Acetylcholine activates a K+ conductance permeable to Cs+ in guinea pig outer hair cells.

Acetylcholine (ACh), the major neurotransmitter released by efferent nerve fibers in the cochlea, has been shown to activate a Ca(2+)-dependent K+ conductance in outer hair cells (OHCs). Previously we reported that this ACh operated conductance is permeable to Cs+. The purpose of the present study was to characterize further this Cs(+)-permeable channel and its dependency on Ca2+ using isolated OHCs and the patch clamp technique in the whole cell configuration.
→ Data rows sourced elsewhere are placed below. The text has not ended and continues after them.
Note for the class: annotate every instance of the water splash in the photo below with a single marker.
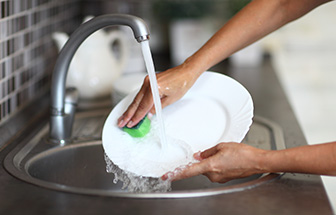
(135, 183)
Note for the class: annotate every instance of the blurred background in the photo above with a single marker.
(303, 52)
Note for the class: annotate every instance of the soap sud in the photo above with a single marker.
(135, 183)
(146, 156)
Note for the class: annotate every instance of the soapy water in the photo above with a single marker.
(168, 158)
(152, 160)
(140, 184)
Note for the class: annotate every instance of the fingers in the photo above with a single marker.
(189, 171)
(209, 152)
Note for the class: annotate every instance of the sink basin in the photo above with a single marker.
(79, 167)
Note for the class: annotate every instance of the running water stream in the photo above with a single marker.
(155, 91)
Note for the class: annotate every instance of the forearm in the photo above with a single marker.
(256, 20)
(313, 159)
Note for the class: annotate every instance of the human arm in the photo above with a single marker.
(253, 22)
(227, 161)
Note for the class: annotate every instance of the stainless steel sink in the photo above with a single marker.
(79, 167)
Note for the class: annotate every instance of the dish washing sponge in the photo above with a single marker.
(140, 129)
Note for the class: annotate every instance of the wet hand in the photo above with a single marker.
(222, 163)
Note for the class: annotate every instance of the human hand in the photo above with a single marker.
(222, 163)
(172, 83)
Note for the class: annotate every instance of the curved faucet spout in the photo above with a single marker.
(59, 122)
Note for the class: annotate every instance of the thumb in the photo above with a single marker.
(209, 152)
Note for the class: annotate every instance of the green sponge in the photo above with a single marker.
(140, 129)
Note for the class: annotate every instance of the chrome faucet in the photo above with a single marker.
(63, 104)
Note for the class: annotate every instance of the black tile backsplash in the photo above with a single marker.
(27, 52)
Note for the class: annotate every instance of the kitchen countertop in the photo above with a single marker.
(291, 194)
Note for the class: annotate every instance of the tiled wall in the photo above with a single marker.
(27, 52)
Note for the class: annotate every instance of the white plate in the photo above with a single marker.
(216, 109)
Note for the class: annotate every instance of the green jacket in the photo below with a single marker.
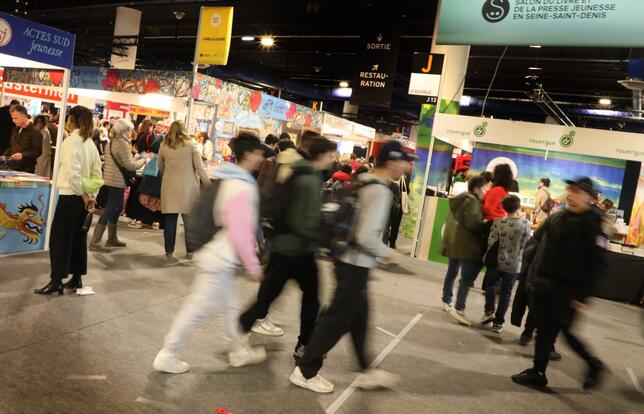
(304, 213)
(463, 228)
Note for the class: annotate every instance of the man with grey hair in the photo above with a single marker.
(25, 145)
The changes in the ACh response were examined when Cs+, Ba2+, Cd2+, N-methyl-D-glucamine (NMG+) and tetraethylammonium (TEA+) were placed in the external or internal solutions. Cs+ substituted for K+ in carrying the ACh-evoked Ca(2+)-dependent K+ current. When NMG+/TEA+ was substituted for internal K+ ACh-evoked an inward and an outward current, and Cs+ substituted for external K+ blocked the outward but not the inward current evoked by ACh suggesting it was carried by K+. In the NMG+/TEA+ condition, when the cell was held at different Vh values for an extended period of time, the ACh-induced K+ current rectified. In Ba2+ (3 mM) with zero Ca2+ ACh failed to induce any detectable current and the ACh response slowly recovered from the Ba2+ block, suggesting a block at an intracellular site. Cd2+ (1 mM) readily and reversibly blocked ACh-induced currents even when carried by Cs+. This data suggests that ACh opens a channel selective for K+, conductive to Cs+ and dependent on Ca2+.